Had your mama heard? Any moment the door would slide open and she would pull you into her soft-as-pillows arms and take you back into the house and feed you Tang and Oreo cookies, just like the two previous times this happened. She would kiss you a hundred times all over your face, then press her fist into her chest, signingSORRY, SORRY. But you would turn your angry head away and cross your arms just so she knew how much she had hurt you. But then you would forgive her.

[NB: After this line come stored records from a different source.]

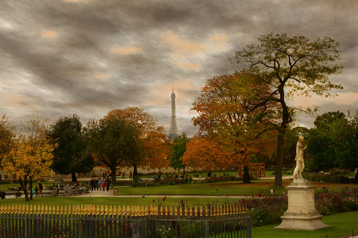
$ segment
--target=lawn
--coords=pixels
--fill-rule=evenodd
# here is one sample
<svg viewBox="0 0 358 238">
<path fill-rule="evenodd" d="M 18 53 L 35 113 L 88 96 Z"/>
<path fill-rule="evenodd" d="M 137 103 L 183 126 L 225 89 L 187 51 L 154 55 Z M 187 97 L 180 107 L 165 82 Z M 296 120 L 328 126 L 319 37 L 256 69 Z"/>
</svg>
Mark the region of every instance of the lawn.
<svg viewBox="0 0 358 238">
<path fill-rule="evenodd" d="M 118 188 L 117 194 L 119 195 L 256 195 L 260 192 L 267 194 L 271 189 L 275 189 L 274 194 L 281 194 L 286 191 L 284 187 L 277 187 L 274 185 L 273 180 L 258 179 L 253 180 L 249 184 L 243 183 L 242 181 L 224 182 L 211 183 L 191 184 L 158 186 L 153 187 Z M 286 187 L 292 181 L 283 180 L 282 185 Z M 320 182 L 311 182 L 311 184 L 317 186 L 316 192 L 324 186 L 330 188 L 339 189 L 345 184 L 336 184 Z M 349 186 L 353 185 L 348 185 Z M 353 186 L 354 187 L 354 186 Z"/>
<path fill-rule="evenodd" d="M 64 197 L 63 196 L 59 196 L 57 197 L 40 197 L 39 198 L 34 198 L 34 199 L 30 202 L 25 202 L 25 199 L 24 198 L 18 198 L 17 199 L 6 199 L 0 200 L 0 205 L 2 204 L 24 204 L 25 205 L 28 204 L 29 206 L 32 204 L 33 205 L 36 204 L 42 205 L 43 204 L 44 205 L 45 204 L 55 205 L 58 204 L 60 205 L 67 204 L 68 206 L 69 204 L 72 206 L 73 205 L 81 204 L 98 204 L 100 206 L 101 204 L 104 205 L 106 204 L 112 205 L 115 205 L 118 206 L 118 205 L 121 205 L 121 207 L 124 205 L 126 205 L 126 207 L 127 205 L 129 205 L 130 207 L 131 207 L 132 205 L 146 205 L 149 206 L 151 205 L 158 204 L 158 200 L 159 201 L 163 202 L 163 197 L 161 198 L 151 198 L 146 197 L 143 198 L 129 198 L 129 197 L 81 197 L 80 196 L 71 197 Z M 155 200 L 155 203 L 153 202 L 153 199 Z M 163 204 L 167 206 L 174 206 L 178 204 L 178 201 L 180 199 L 179 198 L 167 198 L 165 199 L 165 202 L 163 202 Z M 226 200 L 225 198 L 219 198 L 219 200 Z M 190 205 L 195 205 L 197 203 L 199 203 L 201 204 L 205 204 L 205 203 L 209 202 L 212 202 L 216 200 L 214 198 L 185 198 L 185 202 L 188 203 Z M 236 199 L 237 200 L 237 199 Z"/>
<path fill-rule="evenodd" d="M 354 229 L 356 232 L 358 228 L 357 223 L 358 211 L 349 212 L 325 216 L 322 220 L 325 224 L 330 225 L 330 227 L 324 228 L 318 230 L 293 230 L 274 229 L 279 224 L 268 225 L 253 228 L 251 230 L 253 237 L 265 237 L 265 238 L 277 238 L 277 237 L 299 237 L 300 238 L 318 238 L 326 234 L 329 235 L 334 233 L 350 230 L 345 233 L 339 233 L 334 235 L 330 235 L 329 238 L 337 238 L 348 236 L 352 234 L 352 229 Z"/>
</svg>

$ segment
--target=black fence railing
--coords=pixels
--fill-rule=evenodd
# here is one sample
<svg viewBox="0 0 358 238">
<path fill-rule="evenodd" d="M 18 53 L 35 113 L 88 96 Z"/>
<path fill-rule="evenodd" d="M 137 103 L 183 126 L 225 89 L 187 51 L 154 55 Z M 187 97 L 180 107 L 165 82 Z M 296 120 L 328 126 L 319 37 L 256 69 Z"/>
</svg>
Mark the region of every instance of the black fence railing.
<svg viewBox="0 0 358 238">
<path fill-rule="evenodd" d="M 79 205 L 64 212 L 39 206 L 33 210 L 1 205 L 0 237 L 30 238 L 251 238 L 250 217 L 243 206 L 168 209 L 156 206 Z"/>
</svg>

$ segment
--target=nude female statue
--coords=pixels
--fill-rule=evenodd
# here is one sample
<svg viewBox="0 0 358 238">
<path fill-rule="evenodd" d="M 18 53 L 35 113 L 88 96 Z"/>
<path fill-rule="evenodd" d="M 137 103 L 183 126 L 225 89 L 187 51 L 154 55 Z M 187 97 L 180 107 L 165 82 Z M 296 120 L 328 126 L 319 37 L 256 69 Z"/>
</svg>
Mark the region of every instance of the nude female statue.
<svg viewBox="0 0 358 238">
<path fill-rule="evenodd" d="M 301 173 L 305 168 L 305 162 L 303 159 L 303 151 L 307 148 L 307 145 L 304 147 L 302 144 L 304 137 L 303 135 L 300 135 L 298 142 L 297 143 L 297 146 L 296 150 L 296 168 L 294 171 L 293 178 L 294 179 L 303 179 Z"/>
</svg>

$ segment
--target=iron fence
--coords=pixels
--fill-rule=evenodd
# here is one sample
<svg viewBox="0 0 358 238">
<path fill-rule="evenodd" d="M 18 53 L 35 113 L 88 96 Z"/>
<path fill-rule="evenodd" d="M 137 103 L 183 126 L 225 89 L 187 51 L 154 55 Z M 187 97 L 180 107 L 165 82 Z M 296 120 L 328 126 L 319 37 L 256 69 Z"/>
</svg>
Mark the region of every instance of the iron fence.
<svg viewBox="0 0 358 238">
<path fill-rule="evenodd" d="M 251 238 L 250 217 L 243 206 L 132 206 L 65 205 L 0 208 L 0 237 L 28 238 Z"/>
</svg>

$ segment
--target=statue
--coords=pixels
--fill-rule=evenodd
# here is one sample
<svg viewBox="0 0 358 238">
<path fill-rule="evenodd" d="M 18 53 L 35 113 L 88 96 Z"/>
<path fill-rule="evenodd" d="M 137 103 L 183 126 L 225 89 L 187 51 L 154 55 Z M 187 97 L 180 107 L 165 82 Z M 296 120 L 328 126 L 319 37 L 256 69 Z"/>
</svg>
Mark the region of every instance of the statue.
<svg viewBox="0 0 358 238">
<path fill-rule="evenodd" d="M 303 179 L 301 175 L 303 169 L 305 168 L 305 162 L 303 159 L 303 151 L 307 148 L 307 145 L 304 147 L 302 144 L 304 137 L 303 135 L 300 135 L 298 142 L 297 143 L 297 146 L 296 147 L 296 168 L 294 171 L 293 178 L 296 179 Z"/>
</svg>

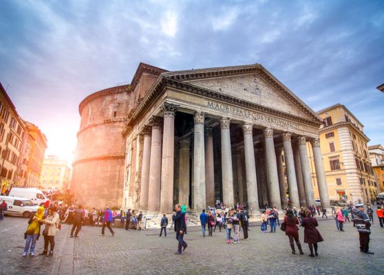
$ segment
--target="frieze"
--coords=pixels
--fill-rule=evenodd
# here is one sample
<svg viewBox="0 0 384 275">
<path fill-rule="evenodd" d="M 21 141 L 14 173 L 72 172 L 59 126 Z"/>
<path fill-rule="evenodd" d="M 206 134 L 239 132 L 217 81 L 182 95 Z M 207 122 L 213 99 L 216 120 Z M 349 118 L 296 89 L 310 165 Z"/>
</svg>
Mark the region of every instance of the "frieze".
<svg viewBox="0 0 384 275">
<path fill-rule="evenodd" d="M 231 125 L 231 120 L 229 118 L 222 118 L 220 120 L 220 129 L 222 130 L 228 130 Z"/>
</svg>

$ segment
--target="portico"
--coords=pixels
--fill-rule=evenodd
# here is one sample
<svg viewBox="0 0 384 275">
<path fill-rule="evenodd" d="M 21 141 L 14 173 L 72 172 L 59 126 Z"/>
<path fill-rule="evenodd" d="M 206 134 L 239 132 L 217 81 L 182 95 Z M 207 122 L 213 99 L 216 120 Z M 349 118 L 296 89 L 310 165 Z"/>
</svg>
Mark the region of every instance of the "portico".
<svg viewBox="0 0 384 275">
<path fill-rule="evenodd" d="M 163 73 L 127 120 L 127 151 L 142 148 L 142 157 L 140 175 L 125 173 L 125 182 L 136 177 L 140 184 L 128 186 L 123 207 L 167 213 L 175 203 L 201 211 L 215 201 L 253 211 L 266 204 L 306 207 L 315 199 L 306 142 L 329 207 L 316 146 L 321 120 L 260 65 Z"/>
</svg>

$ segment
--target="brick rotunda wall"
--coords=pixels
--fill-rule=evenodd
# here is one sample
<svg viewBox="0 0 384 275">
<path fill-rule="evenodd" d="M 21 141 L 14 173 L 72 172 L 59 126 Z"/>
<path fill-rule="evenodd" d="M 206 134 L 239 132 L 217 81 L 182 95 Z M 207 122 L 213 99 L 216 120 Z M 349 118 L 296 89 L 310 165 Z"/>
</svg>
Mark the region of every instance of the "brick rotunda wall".
<svg viewBox="0 0 384 275">
<path fill-rule="evenodd" d="M 122 132 L 131 98 L 129 85 L 123 85 L 92 94 L 80 104 L 71 184 L 76 204 L 97 209 L 120 207 L 125 151 Z"/>
</svg>

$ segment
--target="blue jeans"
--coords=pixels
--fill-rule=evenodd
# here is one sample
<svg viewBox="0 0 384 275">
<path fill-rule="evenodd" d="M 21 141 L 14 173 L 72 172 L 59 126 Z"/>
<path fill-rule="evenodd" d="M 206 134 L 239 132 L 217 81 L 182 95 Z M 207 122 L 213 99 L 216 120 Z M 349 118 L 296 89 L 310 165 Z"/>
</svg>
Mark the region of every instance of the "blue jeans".
<svg viewBox="0 0 384 275">
<path fill-rule="evenodd" d="M 270 226 L 270 232 L 276 232 L 276 221 L 274 219 L 270 219 L 269 223 Z"/>
<path fill-rule="evenodd" d="M 226 240 L 229 241 L 231 240 L 231 230 L 232 230 L 232 228 L 228 228 L 228 227 L 226 228 Z"/>
<path fill-rule="evenodd" d="M 25 242 L 25 246 L 24 247 L 24 253 L 28 253 L 30 245 L 31 245 L 31 253 L 34 252 L 34 247 L 36 246 L 36 240 L 37 239 L 37 236 L 39 236 L 39 234 L 27 234 L 27 241 Z"/>
<path fill-rule="evenodd" d="M 205 223 L 202 223 L 202 232 L 204 236 L 205 236 Z"/>
<path fill-rule="evenodd" d="M 178 231 L 176 231 L 176 239 L 179 242 L 179 245 L 178 247 L 178 252 L 181 254 L 182 248 L 183 247 L 186 248 L 188 246 L 186 243 L 184 241 L 184 233 L 180 234 Z"/>
</svg>

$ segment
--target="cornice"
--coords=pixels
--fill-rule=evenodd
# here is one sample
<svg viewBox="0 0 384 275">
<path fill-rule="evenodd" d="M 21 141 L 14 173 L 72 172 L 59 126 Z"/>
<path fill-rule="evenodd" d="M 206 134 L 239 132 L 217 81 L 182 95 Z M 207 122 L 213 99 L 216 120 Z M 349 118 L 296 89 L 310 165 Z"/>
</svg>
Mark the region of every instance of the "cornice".
<svg viewBox="0 0 384 275">
<path fill-rule="evenodd" d="M 342 121 L 341 122 L 337 122 L 330 126 L 326 126 L 323 128 L 321 128 L 320 129 L 319 129 L 319 133 L 321 133 L 324 132 L 328 132 L 330 130 L 335 130 L 343 126 L 349 126 L 350 128 L 352 128 L 353 130 L 356 131 L 359 135 L 361 135 L 365 139 L 366 139 L 367 142 L 371 140 L 367 136 L 365 135 L 364 133 L 360 131 L 360 129 L 357 128 L 356 126 L 354 126 L 354 124 L 352 123 L 350 121 Z"/>
<path fill-rule="evenodd" d="M 84 107 L 87 104 L 88 104 L 90 101 L 94 100 L 96 98 L 103 98 L 107 96 L 110 96 L 111 94 L 129 92 L 131 91 L 133 91 L 131 85 L 127 85 L 112 87 L 92 94 L 89 96 L 87 96 L 85 98 L 84 98 L 83 101 L 81 101 L 81 102 L 80 102 L 80 104 L 78 105 L 78 112 L 80 113 L 80 116 L 81 116 L 81 111 L 83 111 L 83 108 L 84 108 Z"/>
<path fill-rule="evenodd" d="M 97 122 L 91 123 L 90 124 L 87 125 L 84 128 L 81 129 L 81 130 L 77 132 L 77 137 L 78 138 L 78 135 L 83 133 L 84 131 L 89 129 L 89 128 L 96 127 L 98 126 L 107 124 L 109 123 L 114 123 L 114 122 L 123 122 L 127 121 L 126 118 L 109 118 L 108 120 L 104 120 L 101 121 L 98 121 Z"/>
<path fill-rule="evenodd" d="M 72 166 L 76 164 L 88 162 L 96 162 L 98 160 L 124 160 L 125 158 L 125 155 L 101 155 L 98 157 L 85 157 L 81 160 L 77 160 L 72 163 Z"/>
<path fill-rule="evenodd" d="M 131 126 L 141 118 L 144 112 L 151 106 L 151 103 L 153 102 L 156 100 L 156 98 L 158 98 L 161 95 L 166 87 L 177 90 L 182 90 L 191 94 L 202 96 L 210 99 L 226 102 L 231 104 L 236 104 L 237 106 L 250 109 L 252 110 L 262 111 L 265 113 L 274 115 L 294 121 L 302 122 L 303 124 L 312 125 L 315 127 L 319 127 L 320 124 L 322 123 L 322 121 L 319 120 L 317 117 L 315 117 L 315 120 L 310 120 L 307 118 L 303 118 L 295 115 L 270 109 L 265 106 L 244 100 L 240 98 L 235 98 L 233 96 L 225 95 L 216 92 L 215 91 L 195 86 L 190 83 L 180 82 L 160 76 L 160 78 L 158 80 L 157 85 L 153 87 L 153 88 L 148 92 L 146 97 L 141 102 L 141 103 L 135 108 L 134 112 L 130 113 L 131 114 L 131 116 L 129 116 L 127 118 L 127 126 Z"/>
</svg>

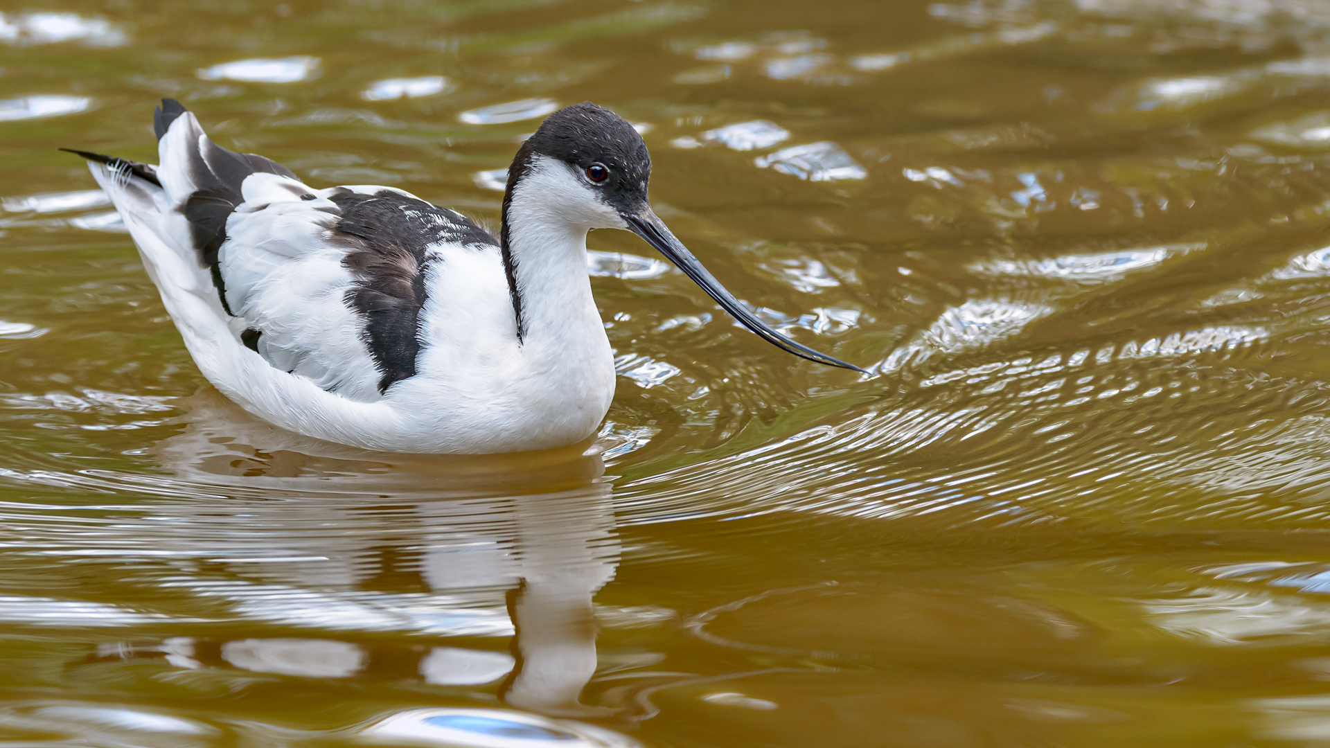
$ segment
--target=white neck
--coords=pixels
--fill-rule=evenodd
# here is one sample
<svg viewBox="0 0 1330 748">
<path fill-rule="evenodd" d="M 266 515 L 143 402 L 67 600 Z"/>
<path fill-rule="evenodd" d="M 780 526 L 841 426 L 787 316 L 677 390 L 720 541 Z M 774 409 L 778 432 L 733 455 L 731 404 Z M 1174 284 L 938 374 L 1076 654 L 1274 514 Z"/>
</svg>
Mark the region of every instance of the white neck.
<svg viewBox="0 0 1330 748">
<path fill-rule="evenodd" d="M 604 341 L 587 272 L 587 232 L 613 225 L 617 216 L 567 165 L 536 156 L 504 220 L 523 347 L 569 355 Z"/>
</svg>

You waited. You waited. You waited.
When the sad memory is over your fingers are curled into fists. You are back inside your basement room, sitting in front of your computer. You are twenty-three years old. Your mother has been dead for six years. Brother Birch takes care of you now and he often pats you on the back and can sign “Good boy. Good Arlo. Jehovah God loves you. I love you.” You take a deep breath. The giant white cursor is still flashing on the screen. There are no footsteps any longer, only the constant vibration and rhythmic throbbing of the clothes in the dryer. You return to the page that talks about the ADA law. You start to read.
6FIRST DAY OF CLASS
One of the best things about working as a freelance sign language interpreter was that I rarely had to work in one place for very long. Most gigs were two-hour-minimum one-offs: doctor’s visits, Social Security appointments, job interviews, that sort of thing. Even the longer assignments, like semester-long college classes, never lasted long enough for me to start disliking any one place or person very deeply, or vice versa. I have always been someone who could love just about anyone or anywhere for about two hours. After that it’s diminishing returns.
While Dutchess Community College isn’t nearly as stately as nearby Marist or Vassar, its lovely setting on the side of a hill gives it some of the best views of the countryside outside of Poughkeepsie. As soon as I got off the elevator on the third floor, I got a whiff of that “first day of school” smell. Even in middle age it immediately made my stomach slightly queasy. Being the only redheaded, gay kid growing up, I was a target for bullies and hated school. My best friend, Hanne, was the one saving grace during my junior and senior years. Then again, I spent half the time blowing off classes so I could cruise older, married guys during lunchtime at Kaal Rock Park or in the JCPenney bathrooms upstairs at the Galleria. As irony would have it, I often ended up interpreting the same classes I used to skip.
As soon as I turned the corner toward the Office of AccommodativeServices, I saw Arlo and his interpreter, Molly Clinch, standing by the door, with Snap lying at Arlo’s feet looking bored. Arlo wore the same outfit I saw him in at the Abilities Institute: khakis and blue oxford shirt buttoned to the neck. The look seemed out of place next to all the T-shirt-and-shorts-wearing students swarming the hallway. Molly looked exactly the same as that first day: same headband, same world-weariness, but instead of a polka dot skirt, this one was black and printed with violets. I decided to hang back for a moment just to get a handle on how Molly worked with Arlo. I quickly figured out that she and Arlo were having some sort of disagreement.
“Please,” Arlo begged. “Maybe just try, okay?”
“No,” Molly signed, her eyes widening in annoyance. “That’s not your section for the class. The booklet says it’s closed. That means it’s full. Finish. End of story.”
“I know. But yesterday Disability Office advisor email me. Say if professor sign permission paper… then… fine. Join class… can!”
I missed what Arlo signed next but was able to glean that he found something on a website that rated the professor as the best writing teacher at the college.
“Website said other teacher ‘boring’… very low rating. Can we try join class? Please?”
Molly shook her head, her thin lips squeezed tight. She looked at Arlo more like an aggravated mother than an interpreter.